Tja, lieber Faust, so könnte es auch scheinen in unserer Unsicherheit über den Fortgang, bei der noch immer tief sitzenden Unbekanntheit der Gefahr. Am Ende deines Dramas wird „von oben“ eine Stimme tönen: „Ist gerettet!“ Aber nicht dich meinen. Von uns Nachgeborenen indes mag jeder dieses „oben“ verstehen, wie er will – österlich, aber erst später in der Tragödie: „Nenn’s Glück! Herz! Liebe! Gott! / Ich habe keinen Namen dafür. / Gefühl ist alles; Name ist Schall und Rauch“. Auf diesem Spaziergang jedenfalls könnte man sich selbst danach befragen, worauf man da vertrauen mag. Vielleicht das oben der Vernunft? Vergessen wir jedenfalls den schwarzen Pudel, der sich dem Faust kurz darauf zeigt. Der Manipulator Mephisto hat hier keinen Platz, wir treffen bloß spazierend mehr denn je auf Hunde an der Leine ihrer Herr- und Frauchen. Weil wohl dem, wer einen Pudel hat, der geht nicht mehr nur pflichtbewusst Gassi, sondern bereitwillig hinaus ins Offene. Doch findet Faust zuletzt noch Trost, weiter gehend, weniger denkend, mehr sehend.

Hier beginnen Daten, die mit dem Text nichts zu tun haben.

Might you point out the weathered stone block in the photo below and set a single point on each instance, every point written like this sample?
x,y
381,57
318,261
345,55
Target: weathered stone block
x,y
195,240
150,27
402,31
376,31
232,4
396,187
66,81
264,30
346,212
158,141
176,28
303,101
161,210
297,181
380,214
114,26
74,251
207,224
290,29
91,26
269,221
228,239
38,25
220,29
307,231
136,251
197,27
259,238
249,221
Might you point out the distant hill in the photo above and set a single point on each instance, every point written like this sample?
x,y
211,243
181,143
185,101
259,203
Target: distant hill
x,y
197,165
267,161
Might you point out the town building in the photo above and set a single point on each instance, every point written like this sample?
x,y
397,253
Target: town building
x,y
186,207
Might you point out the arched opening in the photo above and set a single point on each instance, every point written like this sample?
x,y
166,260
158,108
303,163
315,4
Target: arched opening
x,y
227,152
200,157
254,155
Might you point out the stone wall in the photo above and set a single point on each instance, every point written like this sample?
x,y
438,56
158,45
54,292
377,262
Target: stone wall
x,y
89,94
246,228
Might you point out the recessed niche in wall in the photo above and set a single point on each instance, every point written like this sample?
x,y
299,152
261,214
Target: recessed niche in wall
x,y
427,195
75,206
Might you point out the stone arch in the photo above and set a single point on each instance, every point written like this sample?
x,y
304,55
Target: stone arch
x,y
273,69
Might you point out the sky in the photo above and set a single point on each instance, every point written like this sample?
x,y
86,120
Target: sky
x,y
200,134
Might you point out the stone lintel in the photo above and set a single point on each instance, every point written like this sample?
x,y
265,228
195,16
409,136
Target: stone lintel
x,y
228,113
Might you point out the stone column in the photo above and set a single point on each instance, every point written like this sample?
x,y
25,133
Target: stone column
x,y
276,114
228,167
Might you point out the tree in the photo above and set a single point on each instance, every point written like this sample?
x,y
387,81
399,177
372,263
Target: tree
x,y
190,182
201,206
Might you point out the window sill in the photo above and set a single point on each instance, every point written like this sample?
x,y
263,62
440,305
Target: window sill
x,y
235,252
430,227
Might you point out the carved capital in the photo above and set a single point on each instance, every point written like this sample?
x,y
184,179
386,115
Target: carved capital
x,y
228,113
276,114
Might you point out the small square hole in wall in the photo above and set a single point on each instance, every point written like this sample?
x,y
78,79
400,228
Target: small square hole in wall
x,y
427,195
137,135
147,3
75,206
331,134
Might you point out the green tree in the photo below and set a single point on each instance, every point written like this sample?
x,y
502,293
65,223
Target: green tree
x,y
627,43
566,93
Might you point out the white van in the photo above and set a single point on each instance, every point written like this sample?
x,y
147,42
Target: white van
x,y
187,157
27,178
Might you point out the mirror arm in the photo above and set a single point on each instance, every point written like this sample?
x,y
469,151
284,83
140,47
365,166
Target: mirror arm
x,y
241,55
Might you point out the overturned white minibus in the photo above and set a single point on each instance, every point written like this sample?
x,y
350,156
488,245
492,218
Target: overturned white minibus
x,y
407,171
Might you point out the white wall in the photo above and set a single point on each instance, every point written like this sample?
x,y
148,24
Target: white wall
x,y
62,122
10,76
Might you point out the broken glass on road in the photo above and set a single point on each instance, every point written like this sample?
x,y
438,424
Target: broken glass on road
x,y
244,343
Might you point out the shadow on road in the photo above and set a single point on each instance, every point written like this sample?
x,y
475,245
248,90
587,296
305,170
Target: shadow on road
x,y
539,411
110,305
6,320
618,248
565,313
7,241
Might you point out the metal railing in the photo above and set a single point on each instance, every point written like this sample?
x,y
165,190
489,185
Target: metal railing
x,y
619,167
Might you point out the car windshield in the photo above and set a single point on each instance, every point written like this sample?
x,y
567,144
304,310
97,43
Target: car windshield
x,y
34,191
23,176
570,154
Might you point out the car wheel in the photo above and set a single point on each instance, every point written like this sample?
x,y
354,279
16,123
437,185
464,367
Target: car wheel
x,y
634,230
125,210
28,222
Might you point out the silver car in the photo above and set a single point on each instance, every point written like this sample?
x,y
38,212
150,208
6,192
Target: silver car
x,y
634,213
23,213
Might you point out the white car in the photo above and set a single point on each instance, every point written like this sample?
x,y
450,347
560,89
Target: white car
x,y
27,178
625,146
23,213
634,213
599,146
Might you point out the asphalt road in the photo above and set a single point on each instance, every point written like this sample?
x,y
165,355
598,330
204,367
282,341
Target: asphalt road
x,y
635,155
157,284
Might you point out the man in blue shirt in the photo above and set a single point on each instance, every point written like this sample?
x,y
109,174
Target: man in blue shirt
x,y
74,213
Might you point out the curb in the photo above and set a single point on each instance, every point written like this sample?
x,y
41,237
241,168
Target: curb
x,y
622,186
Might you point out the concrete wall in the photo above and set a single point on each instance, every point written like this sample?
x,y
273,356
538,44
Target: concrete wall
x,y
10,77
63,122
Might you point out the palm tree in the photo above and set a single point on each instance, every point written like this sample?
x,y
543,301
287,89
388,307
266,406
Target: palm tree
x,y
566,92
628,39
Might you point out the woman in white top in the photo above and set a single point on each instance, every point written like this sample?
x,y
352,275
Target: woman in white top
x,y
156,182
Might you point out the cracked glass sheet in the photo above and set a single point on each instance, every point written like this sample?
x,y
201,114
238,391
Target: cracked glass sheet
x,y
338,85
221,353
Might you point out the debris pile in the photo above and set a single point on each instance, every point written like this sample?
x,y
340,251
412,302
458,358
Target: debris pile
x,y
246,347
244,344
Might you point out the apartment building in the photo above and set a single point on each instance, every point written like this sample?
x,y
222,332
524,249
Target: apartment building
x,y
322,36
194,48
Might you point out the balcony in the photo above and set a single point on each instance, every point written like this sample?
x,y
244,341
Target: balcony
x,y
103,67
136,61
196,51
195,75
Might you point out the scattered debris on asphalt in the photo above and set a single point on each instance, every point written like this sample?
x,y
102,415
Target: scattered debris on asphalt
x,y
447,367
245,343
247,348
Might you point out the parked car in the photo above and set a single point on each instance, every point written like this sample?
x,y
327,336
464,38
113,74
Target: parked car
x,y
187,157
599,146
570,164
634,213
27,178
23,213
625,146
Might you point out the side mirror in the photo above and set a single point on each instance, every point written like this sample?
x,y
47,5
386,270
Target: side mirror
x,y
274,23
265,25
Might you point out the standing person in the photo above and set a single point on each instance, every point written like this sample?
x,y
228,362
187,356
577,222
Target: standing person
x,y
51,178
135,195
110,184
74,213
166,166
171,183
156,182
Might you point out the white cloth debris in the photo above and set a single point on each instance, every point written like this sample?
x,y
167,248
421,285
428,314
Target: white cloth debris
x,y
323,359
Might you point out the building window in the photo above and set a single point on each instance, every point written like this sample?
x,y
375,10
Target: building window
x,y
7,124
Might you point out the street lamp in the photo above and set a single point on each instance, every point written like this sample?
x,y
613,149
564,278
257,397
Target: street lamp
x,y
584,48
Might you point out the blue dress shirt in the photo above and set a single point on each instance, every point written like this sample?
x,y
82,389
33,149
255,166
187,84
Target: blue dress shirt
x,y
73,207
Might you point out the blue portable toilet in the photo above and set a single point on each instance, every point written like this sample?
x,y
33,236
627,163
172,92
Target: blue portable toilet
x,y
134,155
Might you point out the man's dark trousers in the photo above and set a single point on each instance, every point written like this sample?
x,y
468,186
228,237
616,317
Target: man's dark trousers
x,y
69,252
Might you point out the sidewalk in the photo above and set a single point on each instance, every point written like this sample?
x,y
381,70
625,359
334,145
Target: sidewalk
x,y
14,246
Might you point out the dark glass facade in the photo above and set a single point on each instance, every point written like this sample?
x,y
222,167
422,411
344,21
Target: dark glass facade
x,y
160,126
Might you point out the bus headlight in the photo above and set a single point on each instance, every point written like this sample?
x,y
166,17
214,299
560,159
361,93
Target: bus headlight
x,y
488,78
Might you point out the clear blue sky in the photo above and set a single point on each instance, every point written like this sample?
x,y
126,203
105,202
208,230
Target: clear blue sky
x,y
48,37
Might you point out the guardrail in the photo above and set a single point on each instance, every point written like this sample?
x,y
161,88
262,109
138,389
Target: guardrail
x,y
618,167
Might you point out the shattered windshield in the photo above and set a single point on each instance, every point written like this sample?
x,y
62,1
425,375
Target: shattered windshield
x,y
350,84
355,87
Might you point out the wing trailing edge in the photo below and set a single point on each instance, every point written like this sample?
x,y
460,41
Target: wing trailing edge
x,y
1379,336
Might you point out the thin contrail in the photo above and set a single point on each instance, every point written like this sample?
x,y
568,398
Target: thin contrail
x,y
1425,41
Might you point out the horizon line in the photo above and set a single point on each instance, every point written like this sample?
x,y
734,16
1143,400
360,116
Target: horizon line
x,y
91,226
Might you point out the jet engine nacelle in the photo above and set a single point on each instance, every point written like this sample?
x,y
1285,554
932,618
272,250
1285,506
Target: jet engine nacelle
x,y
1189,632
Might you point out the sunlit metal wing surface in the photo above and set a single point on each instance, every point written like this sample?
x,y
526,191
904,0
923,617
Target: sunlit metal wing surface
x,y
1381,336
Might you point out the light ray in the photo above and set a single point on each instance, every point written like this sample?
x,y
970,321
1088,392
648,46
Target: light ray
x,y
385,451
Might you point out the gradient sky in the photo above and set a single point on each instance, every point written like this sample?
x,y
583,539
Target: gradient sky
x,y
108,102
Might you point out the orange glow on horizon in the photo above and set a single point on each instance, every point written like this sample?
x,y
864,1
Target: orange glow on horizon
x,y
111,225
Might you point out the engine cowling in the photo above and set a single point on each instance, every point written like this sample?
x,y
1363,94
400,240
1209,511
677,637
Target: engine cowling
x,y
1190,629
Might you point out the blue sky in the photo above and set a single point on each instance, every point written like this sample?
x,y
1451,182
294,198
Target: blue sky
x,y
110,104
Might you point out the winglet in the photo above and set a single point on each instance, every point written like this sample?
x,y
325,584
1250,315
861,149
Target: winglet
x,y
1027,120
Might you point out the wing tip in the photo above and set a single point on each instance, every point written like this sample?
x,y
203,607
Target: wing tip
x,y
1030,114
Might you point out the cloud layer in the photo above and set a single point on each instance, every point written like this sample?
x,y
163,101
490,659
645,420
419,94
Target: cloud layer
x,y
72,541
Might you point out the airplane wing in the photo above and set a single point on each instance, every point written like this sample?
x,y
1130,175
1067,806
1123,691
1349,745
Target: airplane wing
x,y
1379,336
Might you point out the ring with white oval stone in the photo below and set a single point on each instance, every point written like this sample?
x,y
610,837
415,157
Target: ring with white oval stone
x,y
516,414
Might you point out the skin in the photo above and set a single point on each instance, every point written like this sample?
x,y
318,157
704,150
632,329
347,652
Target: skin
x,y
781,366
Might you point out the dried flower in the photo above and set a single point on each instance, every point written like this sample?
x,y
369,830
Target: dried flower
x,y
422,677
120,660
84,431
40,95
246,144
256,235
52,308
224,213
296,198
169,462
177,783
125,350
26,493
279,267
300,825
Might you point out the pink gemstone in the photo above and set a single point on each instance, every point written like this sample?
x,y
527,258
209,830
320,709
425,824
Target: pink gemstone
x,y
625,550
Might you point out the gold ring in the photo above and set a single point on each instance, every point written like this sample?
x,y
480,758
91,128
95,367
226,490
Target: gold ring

Doch lass uns dieser Stunde schönes Gut / Durch solchen Trübsinn nicht verkümmern! Betrachte, wie in Abendsonne-Glut / Die grünumgebnen Hütten schimmern. / Sie rückt und weicht, der Tag ist überlebt, / Dort eilt sie hin und fördert neues Leben …

Einen schönen Osterspaziergang Ihnen – und ein frohes, gesundes Osterfest.